Au moment où va s’ouvrir le procès pour corruption et abus de confiance qu’il a cherché, depuis plus d’un an, à éviter, Netanyahou doit impérativement donner à ses partisans ce qu’ils réclament pour s’assurer de leur soutien, jusque dans la rue, si les décisions des juges lui sont défavorables. Et son ami et protecteur Donald Trump est dans une posture voisine. Mis en difficulté par sa gestion effarante et désastreuse de la pandémie de Covid-19, il lui faut impérativement rassembler les suffrages de son électorat évangélique sioniste, partisan fanatique de l’annexion des territoires palestiniens pour espérer l’emporter sur Joe Biden en novembre.

Cette conjugaison de facteurs a convaincu certaines capitales que le risque de voir Netanyahou prendre dès juillet le risque d’annexer des territoires palestiniens était réel. Et que le moment était venu d’une mise en garde ferme. Dès le début du mois de mai, douze ambassadeurs représentant le Royaume-Uni, la France, l’Allemagne, l’Irlande, les Pays-Bas, l’Italie, l’Espagne, la Belgique, le Danemark, la Finlande et l’Union européenne ont indiqué au ministère israélien des affaires étrangères que si les plans d’annexion de la Cisjordanie définis dans l’accord de coalition en voie de conclusion étaient mis en œuvre, cette décision aurait de « graves conséquences ».

Deux semaines plus tard, 25 des 27 États membres de l’Union européenne – moins l’Autriche et la Hongrie – demandaient à Israël, par une déclaration commune de renoncer à ses « projets d’annexion » et de respecter le droit international. Au même moment le conseil européen des affaires étrangères débattait de possibles sanctions dans les domaines des sciences et de l’éducation qui n’exigeraient pas le consensus pour être adoptées.

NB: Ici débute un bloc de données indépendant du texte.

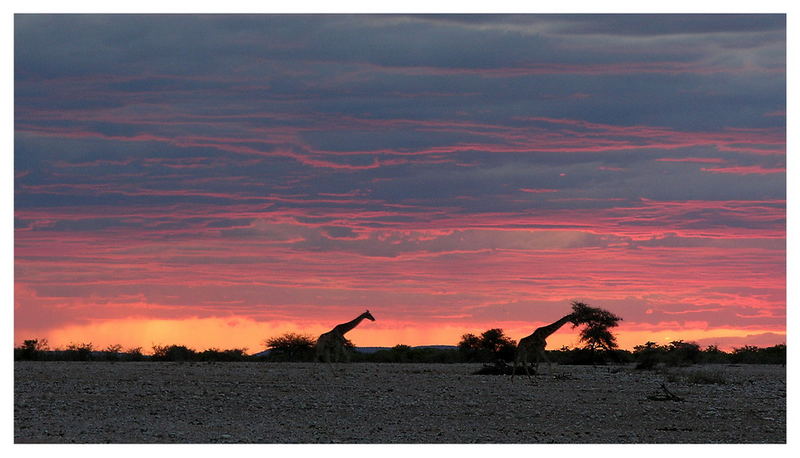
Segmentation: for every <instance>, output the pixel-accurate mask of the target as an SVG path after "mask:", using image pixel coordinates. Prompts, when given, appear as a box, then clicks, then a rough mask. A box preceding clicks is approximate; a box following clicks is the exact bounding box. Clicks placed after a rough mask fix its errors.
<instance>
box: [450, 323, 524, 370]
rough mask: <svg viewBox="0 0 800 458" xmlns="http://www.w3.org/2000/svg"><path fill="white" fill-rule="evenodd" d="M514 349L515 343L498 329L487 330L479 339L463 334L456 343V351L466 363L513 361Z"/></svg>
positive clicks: (515, 345) (514, 354) (495, 328)
mask: <svg viewBox="0 0 800 458" xmlns="http://www.w3.org/2000/svg"><path fill="white" fill-rule="evenodd" d="M516 349H517V343H516V342H515V341H514V340H512V339H510V338H508V337H507V336H506V335H505V334H504V333H503V330H502V329H499V328H494V329H489V330H487V331H485V332H483V333H482V334H481V335H480V337H478V336H476V335H474V334H464V335H463V336H461V341H460V342H459V343H458V351H459V352H460V353H461V354H462V357H463V360H464V361H467V362H483V363H485V362H490V361H496V360H502V361H513V360H514V355H515V353H516Z"/></svg>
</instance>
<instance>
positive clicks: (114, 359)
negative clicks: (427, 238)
mask: <svg viewBox="0 0 800 458" xmlns="http://www.w3.org/2000/svg"><path fill="white" fill-rule="evenodd" d="M314 344H315V340H314V339H313V338H311V337H309V336H303V335H299V334H293V333H288V334H284V335H282V336H279V337H274V338H269V339H266V340H265V341H264V345H265V346H266V347H267V349H268V350H269V351H268V352H261V353H256V354H252V355H248V354H247V353H246V351H247V349H246V348H235V349H228V350H220V349H217V348H209V349H207V350H204V351H199V352H198V351H195V350H193V349H191V348H188V347H186V346H183V345H163V346H162V345H154V346H153V347H152V354H151V355H145V354H143V353H142V348H141V347H133V348H128V349H126V350H124V351H123V349H122V346H120V345H116V344H114V345H109V346H107V347H106V348H104V349H103V350H100V351H96V350H94V346H93V345H92V344H91V343H79V344H76V343H71V344H69V345H68V346H67V348H66V349H51V348H50V347H49V345H48V342H47V339H41V338H40V339H28V340H24V341H23V343H22V345H20V346H19V347H16V348H14V359H15V360H16V361H21V360H24V361H120V362H123V361H197V362H210V361H273V362H279V361H313V359H314ZM348 345H349V348H350V351H351V352H352V353H351V355H352V357H351V361H352V362H375V363H478V362H480V363H492V364H494V363H497V362H499V361H504V362H511V361H513V356H514V352H515V351H516V342H515V341H514V340H512V339H510V338H508V337H507V336H506V335H505V334H504V332H503V330H502V329H490V330H488V331H486V332H484V333H482V334H480V335H479V336H476V335H473V334H464V335H463V336H462V338H461V341H460V342H459V343H458V345H457V346H454V347H446V348H440V347H411V346H408V345H396V346H394V347H392V348H388V349H381V350H378V351H375V352H373V353H362V352H358V351H356V350H357V349H356V348H355V347H354V346H353V345H352V342H348ZM547 356H548V358H549V359H550V361H552V362H553V363H557V364H562V365H587V364H592V365H604V364H632V363H635V364H636V368H637V369H642V370H653V369H663V368H665V367H667V368H669V367H687V366H692V365H695V364H784V365H785V364H786V345H785V344H780V345H774V346H771V347H766V348H760V347H755V346H751V345H746V346H743V347H738V348H734V349H733V350H732V351H731V352H726V351H723V350H720V349H719V348H718V347H717V346H716V345H709V346H708V347H706V348H705V349H701V348H700V346H699V345H698V344H696V343H693V342H683V341H681V340H677V341H673V342H670V343H669V344H666V345H659V344H657V343H655V342H646V343H644V344H643V345H637V346H636V347H634V349H633V351H628V350H620V349H618V348H613V349H603V348H599V349H598V348H596V347H595V348H593V347H591V345H590V344H588V343H587V344H586V345H585V346H583V347H579V348H569V347H562V348H560V349H558V350H548V351H547ZM687 373H688V372H687ZM690 377H691V378H692V379H691V380H687V381H688V382H689V383H723V382H722V381H721V378H720V377H718V374H715V373H714V372H713V371H711V372H709V373H697V374H694V373H692V374H691V376H690ZM706 380H707V381H706ZM713 380H717V381H713Z"/></svg>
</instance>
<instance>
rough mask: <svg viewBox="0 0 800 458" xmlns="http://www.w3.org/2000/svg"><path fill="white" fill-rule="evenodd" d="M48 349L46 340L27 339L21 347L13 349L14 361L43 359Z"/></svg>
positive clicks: (34, 360)
mask: <svg viewBox="0 0 800 458" xmlns="http://www.w3.org/2000/svg"><path fill="white" fill-rule="evenodd" d="M49 349H50V348H49V347H48V345H47V339H28V340H24V341H23V342H22V345H21V346H19V347H18V348H15V349H14V359H15V360H27V361H36V360H42V359H45V355H46V352H47V351H48V350H49Z"/></svg>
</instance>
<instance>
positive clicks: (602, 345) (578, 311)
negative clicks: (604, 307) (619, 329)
mask: <svg viewBox="0 0 800 458" xmlns="http://www.w3.org/2000/svg"><path fill="white" fill-rule="evenodd" d="M572 311H573V313H574V314H575V321H574V322H573V324H574V325H575V326H580V325H585V326H586V327H585V328H583V329H582V330H581V333H580V341H581V342H584V343H585V344H586V347H585V348H587V349H589V350H593V351H594V350H606V351H610V350H613V349H615V348H617V338H616V336H614V334H613V333H612V332H611V330H610V328H613V327H616V326H618V325H619V322H620V321H622V318H620V317H619V316H617V315H615V314H613V313H611V312H609V311H608V310H604V309H601V308H597V307H590V306H589V305H587V304H585V303H583V302H577V301H574V302H573V303H572Z"/></svg>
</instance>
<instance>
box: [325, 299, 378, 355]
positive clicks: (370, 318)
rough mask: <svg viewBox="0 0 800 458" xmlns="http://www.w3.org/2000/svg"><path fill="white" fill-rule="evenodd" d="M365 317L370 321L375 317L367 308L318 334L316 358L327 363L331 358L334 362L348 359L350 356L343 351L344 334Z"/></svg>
mask: <svg viewBox="0 0 800 458" xmlns="http://www.w3.org/2000/svg"><path fill="white" fill-rule="evenodd" d="M365 318H366V319H368V320H370V321H375V317H373V316H372V314H371V313H369V310H367V311H366V312H364V313H362V314H361V315H359V316H357V317H356V318H355V319H354V320H352V321H348V322H347V323H342V324H339V325H337V326H336V327H334V328H333V329H331V330H330V331H328V332H326V333H324V334H322V335H320V336H319V338H318V339H317V345H316V351H317V360H318V361H325V362H327V363H329V364H330V362H331V359H332V358H333V360H334V362H339V361H341V360H345V361H349V360H350V358H349V356H348V354H347V352H346V351H345V342H346V339H345V338H344V335H345V334H346V333H347V332H349V331H351V330H352V329H353V328H355V327H356V326H358V325H359V323H361V321H363V320H364V319H365Z"/></svg>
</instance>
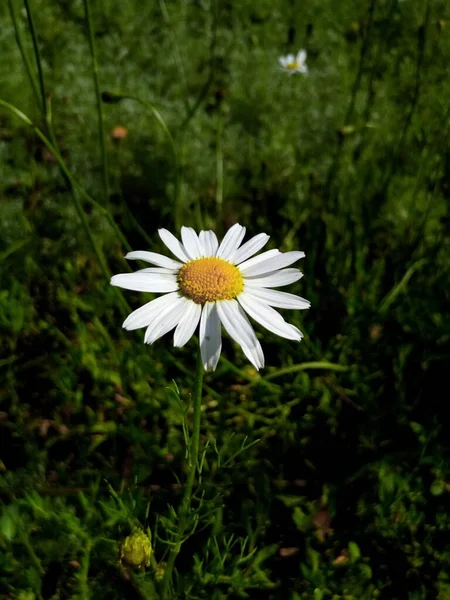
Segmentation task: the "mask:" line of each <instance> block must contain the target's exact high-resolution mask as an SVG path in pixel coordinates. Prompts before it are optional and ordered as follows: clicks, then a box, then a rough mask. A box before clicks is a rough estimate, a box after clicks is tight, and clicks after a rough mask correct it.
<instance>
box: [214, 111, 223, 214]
mask: <svg viewBox="0 0 450 600" xmlns="http://www.w3.org/2000/svg"><path fill="white" fill-rule="evenodd" d="M222 136H223V117H222V113H221V112H220V110H219V115H218V121H217V134H216V210H217V216H218V219H219V221H220V220H221V219H222V213H223V147H222Z"/></svg>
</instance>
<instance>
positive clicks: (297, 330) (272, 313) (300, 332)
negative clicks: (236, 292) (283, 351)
mask: <svg viewBox="0 0 450 600" xmlns="http://www.w3.org/2000/svg"><path fill="white" fill-rule="evenodd" d="M238 302H239V304H240V305H241V306H242V308H243V309H244V310H245V311H246V312H247V313H248V314H249V315H250V316H251V318H252V319H254V320H255V321H256V322H257V323H259V324H260V325H262V326H263V327H265V328H266V329H268V330H269V331H272V333H275V334H276V335H279V336H280V337H283V338H286V339H288V340H297V341H300V340H301V339H302V337H303V334H302V332H301V331H300V330H299V329H297V327H295V325H291V324H290V323H286V321H285V320H284V319H283V317H282V316H281V315H280V313H277V311H276V310H274V309H273V308H270V306H269V305H268V304H265V303H264V302H262V301H261V300H257V299H256V298H254V297H252V296H249V295H248V294H247V293H246V292H243V293H242V294H240V295H239V296H238Z"/></svg>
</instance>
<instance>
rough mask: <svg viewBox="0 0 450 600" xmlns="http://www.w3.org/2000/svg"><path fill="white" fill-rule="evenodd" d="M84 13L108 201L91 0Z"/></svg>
mask: <svg viewBox="0 0 450 600" xmlns="http://www.w3.org/2000/svg"><path fill="white" fill-rule="evenodd" d="M84 14H85V17H86V25H87V30H88V37H89V48H90V50H91V58H92V75H93V79H94V87H95V97H96V103H97V116H98V139H99V143H100V152H101V157H102V174H103V188H104V193H105V200H106V202H108V201H109V173H108V154H107V152H106V144H105V128H104V118H103V104H102V95H101V92H100V82H99V79H98V62H97V49H96V46H95V36H94V28H93V26H92V14H91V5H90V0H84Z"/></svg>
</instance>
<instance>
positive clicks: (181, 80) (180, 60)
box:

Ces derniers jours encore, Paris, par la voix du ministre des affaires étrangères Jean-Yves Le Drian a demandé à Israël de s’abstenir de « toute mesure unilatérale qui conduirait à l’annexion de tout ou partie des territoires palestiniens ». Josep Borrell, haut représentant européen pour les affaires étrangères, a rappelé que l’Europe « ne reconnaîtrait pas des modifications aux frontières de 1967 qui ne seraient pas agréées par les Israéliens et les Palestiniens ». Le ministre allemand des affaires étrangères, Heiko Maas, et le premier ministre palestinien, Mohammed Shtayyeh, ont publié une déclaration commune exprimant leur « grave préoccupation ».

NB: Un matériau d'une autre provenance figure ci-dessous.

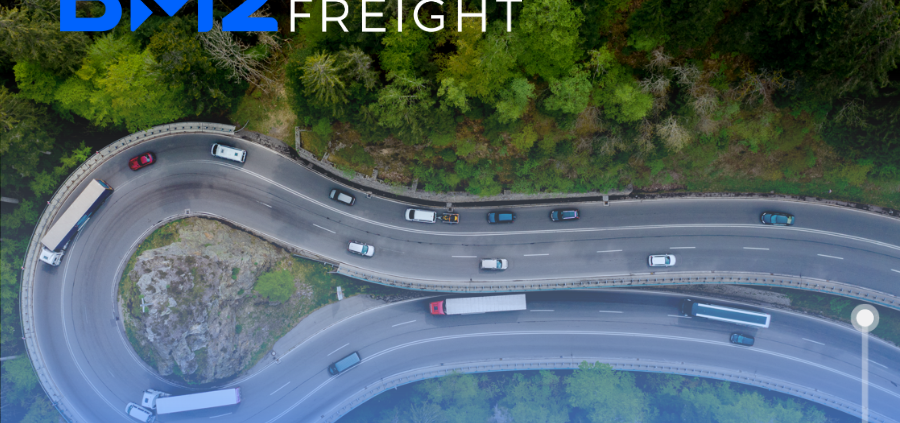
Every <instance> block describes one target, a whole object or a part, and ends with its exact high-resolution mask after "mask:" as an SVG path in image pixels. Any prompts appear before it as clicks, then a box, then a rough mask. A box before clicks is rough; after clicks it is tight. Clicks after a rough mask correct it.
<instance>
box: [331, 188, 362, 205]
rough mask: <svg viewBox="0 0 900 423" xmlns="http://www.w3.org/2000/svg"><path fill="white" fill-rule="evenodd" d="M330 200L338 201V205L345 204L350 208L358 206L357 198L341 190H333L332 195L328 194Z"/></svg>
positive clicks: (337, 201) (333, 189) (338, 189)
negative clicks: (357, 202)
mask: <svg viewBox="0 0 900 423" xmlns="http://www.w3.org/2000/svg"><path fill="white" fill-rule="evenodd" d="M328 198H330V199H332V200H334V201H337V202H338V203H344V204H346V205H348V206H352V205H354V204H356V197H354V196H352V195H350V194H348V193H347V192H345V191H341V190H339V189H333V190H331V194H328Z"/></svg>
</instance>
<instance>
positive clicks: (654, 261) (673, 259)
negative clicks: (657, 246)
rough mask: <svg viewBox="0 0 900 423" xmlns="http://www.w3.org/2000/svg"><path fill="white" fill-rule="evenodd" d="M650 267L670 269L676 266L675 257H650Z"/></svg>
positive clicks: (663, 256) (663, 254)
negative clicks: (669, 266)
mask: <svg viewBox="0 0 900 423" xmlns="http://www.w3.org/2000/svg"><path fill="white" fill-rule="evenodd" d="M647 261H648V263H649V264H650V267H669V266H674V265H675V256H674V255H672V254H660V255H655V256H650V259H648V260H647Z"/></svg>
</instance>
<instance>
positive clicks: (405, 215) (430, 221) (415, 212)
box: [403, 209, 437, 223]
mask: <svg viewBox="0 0 900 423" xmlns="http://www.w3.org/2000/svg"><path fill="white" fill-rule="evenodd" d="M403 217H405V218H406V220H408V221H410V222H422V223H434V222H436V221H437V213H435V212H433V211H429V210H421V209H406V214H404V215H403Z"/></svg>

Même le gouvernement Canadien, soutien habituel d’Israël a manifesté lundi son opposition au projet d’annexion. « Ce qui a été très surprenant, confie un diplomate, a été de voir qu’à Bruxelles, même les Pays-Bas, historiquement favorables à Israël, ont participé avec la France, l’Irlande, le Luxembourg et l’Espagne à des échanges où l’hypothèse de sanctions contre Israël était évoquée. »

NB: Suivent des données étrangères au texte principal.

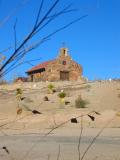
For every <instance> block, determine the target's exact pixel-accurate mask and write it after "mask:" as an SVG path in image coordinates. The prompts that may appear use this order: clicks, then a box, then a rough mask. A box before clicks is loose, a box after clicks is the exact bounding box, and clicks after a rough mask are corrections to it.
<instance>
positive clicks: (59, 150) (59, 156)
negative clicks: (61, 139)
mask: <svg viewBox="0 0 120 160" xmlns="http://www.w3.org/2000/svg"><path fill="white" fill-rule="evenodd" d="M60 151H61V149H60V144H59V148H58V154H57V160H59V158H60Z"/></svg>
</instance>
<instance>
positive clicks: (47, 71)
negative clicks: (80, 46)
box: [26, 48, 83, 82]
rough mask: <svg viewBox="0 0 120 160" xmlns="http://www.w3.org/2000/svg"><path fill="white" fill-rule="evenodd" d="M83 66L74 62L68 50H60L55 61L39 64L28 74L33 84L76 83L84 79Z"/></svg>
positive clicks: (73, 60) (29, 77)
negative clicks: (47, 81)
mask: <svg viewBox="0 0 120 160" xmlns="http://www.w3.org/2000/svg"><path fill="white" fill-rule="evenodd" d="M82 72H83V69H82V66H81V65H80V64H78V63H76V62H75V61H74V60H72V58H71V56H70V55H69V53H68V48H60V51H59V54H58V57H57V58H56V59H54V60H50V61H46V62H43V63H41V64H38V65H36V66H34V67H32V68H31V69H30V70H28V71H27V72H26V73H27V75H28V77H29V78H28V79H29V81H31V82H36V81H76V80H80V79H82Z"/></svg>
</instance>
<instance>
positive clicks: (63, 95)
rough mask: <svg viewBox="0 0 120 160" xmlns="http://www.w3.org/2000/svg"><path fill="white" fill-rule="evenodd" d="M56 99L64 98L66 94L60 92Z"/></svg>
mask: <svg viewBox="0 0 120 160" xmlns="http://www.w3.org/2000/svg"><path fill="white" fill-rule="evenodd" d="M58 97H59V98H65V97H66V93H65V92H60V93H59V94H58Z"/></svg>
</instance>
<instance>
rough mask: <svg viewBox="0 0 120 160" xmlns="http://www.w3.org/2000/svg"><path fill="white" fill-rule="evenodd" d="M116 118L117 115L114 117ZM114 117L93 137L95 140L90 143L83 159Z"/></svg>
mask: <svg viewBox="0 0 120 160" xmlns="http://www.w3.org/2000/svg"><path fill="white" fill-rule="evenodd" d="M114 118H115V117H114ZM114 118H112V119H111V120H110V121H108V122H107V123H106V124H105V126H104V127H103V128H102V129H101V130H100V131H99V132H98V133H97V135H96V136H95V137H94V138H93V140H92V141H91V143H90V144H89V145H88V147H87V148H86V149H85V151H84V153H83V155H82V157H81V160H83V159H84V157H85V155H86V154H87V152H88V151H89V149H90V148H91V146H92V145H93V144H94V143H95V141H96V139H97V138H98V137H99V136H100V135H101V133H102V132H103V131H104V129H105V128H106V127H107V126H108V125H109V124H110V123H111V122H112V121H113V120H114Z"/></svg>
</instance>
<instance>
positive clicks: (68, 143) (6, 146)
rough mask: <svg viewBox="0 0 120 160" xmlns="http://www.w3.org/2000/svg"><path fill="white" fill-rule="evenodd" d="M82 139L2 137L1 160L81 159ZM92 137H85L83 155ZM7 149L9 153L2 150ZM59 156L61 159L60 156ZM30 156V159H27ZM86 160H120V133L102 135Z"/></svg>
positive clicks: (87, 156)
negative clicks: (79, 141) (106, 134)
mask: <svg viewBox="0 0 120 160" xmlns="http://www.w3.org/2000/svg"><path fill="white" fill-rule="evenodd" d="M78 139H79V136H78V135H75V136H72V135H69V136H63V135H62V136H60V135H50V136H48V137H43V136H40V135H11V136H0V148H1V150H0V160H7V159H8V160H13V159H14V160H24V159H25V160H48V159H49V160H58V159H59V160H78V150H77V146H78ZM91 140H92V136H89V135H84V136H83V137H82V141H81V152H82V153H83V152H84V150H85V148H86V147H87V146H88V144H89V143H90V141H91ZM3 146H6V147H7V148H8V150H9V152H10V154H7V153H6V152H5V151H4V150H3V149H2V147H3ZM58 154H59V158H58V159H57V156H58ZM25 155H26V156H25ZM85 159H86V160H88V159H90V160H91V159H92V160H93V159H97V160H119V159H120V134H117V135H101V136H100V137H99V138H98V139H97V141H96V142H95V144H94V145H93V146H92V147H91V149H90V150H89V152H88V153H87V155H86V156H85Z"/></svg>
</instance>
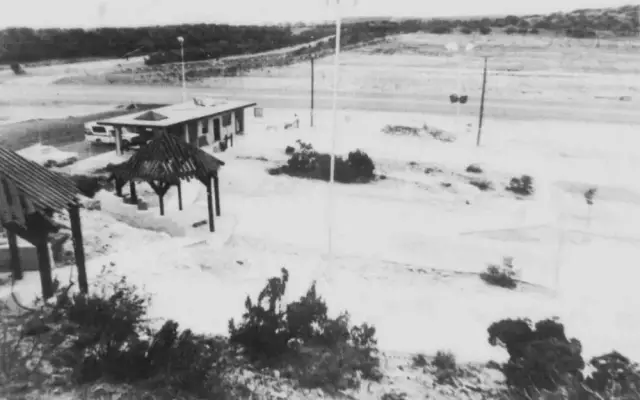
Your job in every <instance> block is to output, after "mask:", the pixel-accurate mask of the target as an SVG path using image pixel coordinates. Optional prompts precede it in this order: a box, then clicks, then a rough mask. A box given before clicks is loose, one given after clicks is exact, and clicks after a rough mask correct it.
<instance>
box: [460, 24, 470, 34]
mask: <svg viewBox="0 0 640 400" xmlns="http://www.w3.org/2000/svg"><path fill="white" fill-rule="evenodd" d="M460 33H462V34H464V35H470V34H471V33H473V29H471V28H469V27H468V26H463V27H462V28H460Z"/></svg>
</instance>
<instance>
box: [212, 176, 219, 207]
mask: <svg viewBox="0 0 640 400" xmlns="http://www.w3.org/2000/svg"><path fill="white" fill-rule="evenodd" d="M213 186H214V189H215V192H216V193H215V196H216V216H218V217H219V216H220V180H219V179H218V172H217V171H216V172H214V174H213Z"/></svg>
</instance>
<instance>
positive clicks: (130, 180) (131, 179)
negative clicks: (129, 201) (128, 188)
mask: <svg viewBox="0 0 640 400" xmlns="http://www.w3.org/2000/svg"><path fill="white" fill-rule="evenodd" d="M129 194H130V195H131V202H132V203H133V204H138V193H137V192H136V183H135V181H134V180H133V179H131V180H130V181H129Z"/></svg>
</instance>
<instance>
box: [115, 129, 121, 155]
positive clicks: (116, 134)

Manifestement mobilisé par la préparation de son procès, silencieux face aux réserves des militaires, en activité ou à la retraite, qui soulignent les risques d’explosion d’une troisième intifada ou d’une rupture du traité de paix avec la Jordanie si les projets d’annexion se concrétisent, Netanyahou a laissé son ministère des affaires étrangères dénoncer la « diplomatie du mégaphone » des Européens.

Il est difficile de dire pour l’instant si cette opposition résolue des Européens, rejoints par le Canadien Justin Trudeau et par l’adversaire démocrate de Trump, Joe Biden, qui déclare « ne pas soutenir l’annexion », a joué un rôle dans la décision des Palestiniens d’annoncer la fin des accords. Elle les a apparemment rassurés sur la poursuite de l’aide internationale qui permet à leurs institutions de fonctionner.

Même si Israël, conformément à son habitude, décide de confisquer les montants des taxes qui leur sont dues, et qui constituent une part notable de leurs ressources, ils semblent assurés de ne pas être abandonnés. Ce qui aurait compté au moment de lancer ce défi historique à Israël, aux États-Unis et à la communauté internationale. Mais rendus prudents par l’expérience, ils se préparent, cependant à des jours difficiles. La semaine dernière, les chefs de mission diplomatique palestiniennes ont reçu de Ramallah des notes leur demandant d’évaluer avec quel effectif minimal leurs services pourraient continuer à fonctionner.